Anyway, we go out to eat, and I go home, since Marcel and Chantalle are going to be sleeping on Chet's couch before they head to the airport in the morning and the place is crowded enough as is. Well, I say, don't sleep too soundly - you'll got a lot of time to sleep on the plane, and, hey, sometimes weird stuff happens the night before a big flight. He asks what, but Chet interrupts to say it's not a very interesting story. Maybe later, I say.
Anyway, today I spend hanging with Maggie. Been a while, but Marcel and Chantalle weren't the only ones catching a plane last night; Chet was flying to San Francisco to spend a couple weeks with his family. I'd like to meet the Kitamuras, but I don't know if Chet's ready for that. He's not going to ask me to lie about who I am and have been, but he's not ready to explain it to his folks.
So, Maggie and I hang out, heading out to Arlington to watch movies at the second-run house where they have ice cream. Real ice cream with scoops and stuff. The plan's to do that, poke through Newbury Comics for stuff - the fourth issue of Trigger (the one I don't have), the two Traveling Wilburys CDs (why didn't someone exploit George Harrison's death and reissue those? Why?), etc. I wound up with stuff out of the 25-cent comic boxes and the Fever Pitch soundtrack.

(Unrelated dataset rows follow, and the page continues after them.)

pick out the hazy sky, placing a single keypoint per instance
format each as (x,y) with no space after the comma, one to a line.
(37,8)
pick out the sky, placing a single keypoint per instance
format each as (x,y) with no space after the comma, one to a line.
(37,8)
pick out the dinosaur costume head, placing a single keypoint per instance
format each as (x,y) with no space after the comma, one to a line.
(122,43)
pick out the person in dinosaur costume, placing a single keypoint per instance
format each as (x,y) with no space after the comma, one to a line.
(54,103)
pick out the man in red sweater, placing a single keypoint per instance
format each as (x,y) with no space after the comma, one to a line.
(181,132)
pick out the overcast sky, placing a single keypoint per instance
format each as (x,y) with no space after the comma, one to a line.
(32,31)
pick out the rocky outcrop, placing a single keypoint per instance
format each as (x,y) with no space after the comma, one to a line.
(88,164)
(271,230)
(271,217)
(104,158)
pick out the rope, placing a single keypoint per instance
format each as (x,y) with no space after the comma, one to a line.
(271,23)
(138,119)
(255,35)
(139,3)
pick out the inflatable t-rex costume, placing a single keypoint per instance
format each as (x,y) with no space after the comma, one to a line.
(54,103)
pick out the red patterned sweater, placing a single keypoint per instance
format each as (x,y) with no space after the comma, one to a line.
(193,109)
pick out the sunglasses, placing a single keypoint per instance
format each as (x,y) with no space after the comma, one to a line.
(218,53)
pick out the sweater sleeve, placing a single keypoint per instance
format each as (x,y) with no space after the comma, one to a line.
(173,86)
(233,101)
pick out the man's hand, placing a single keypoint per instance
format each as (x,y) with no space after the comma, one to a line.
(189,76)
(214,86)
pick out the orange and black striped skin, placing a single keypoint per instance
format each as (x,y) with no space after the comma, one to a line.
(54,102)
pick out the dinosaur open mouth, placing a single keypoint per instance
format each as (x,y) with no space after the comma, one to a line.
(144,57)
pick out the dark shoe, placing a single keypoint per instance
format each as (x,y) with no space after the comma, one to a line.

It was a nice day, again, so we opted to walk home. A little warm for that, so we were glad we were wearing our workout gear underneath. Maggie joked that she's surprised I didn't have something skimpier underneath, and I told her about the previous day. She laughed, said she thought the same thing the first time we bumped into each other here, although for different reasons.
"So," she changed the subject, "how long's Chet out of town?" I say a couple weeks. She asks why I didn't go with, and I shrug it off at first, saying I didn't have time to put in for vacation when he told me.
One thing she does point out, though, is that I haven't had a real vacation in the past two years, that being unemployed doesn't count, nor does taking time off to sit by people in the hospital. I admitted that wasn't really the reason, but she said, fine, you don't want to meet Chet's family, or they're not ready, but you need some time off.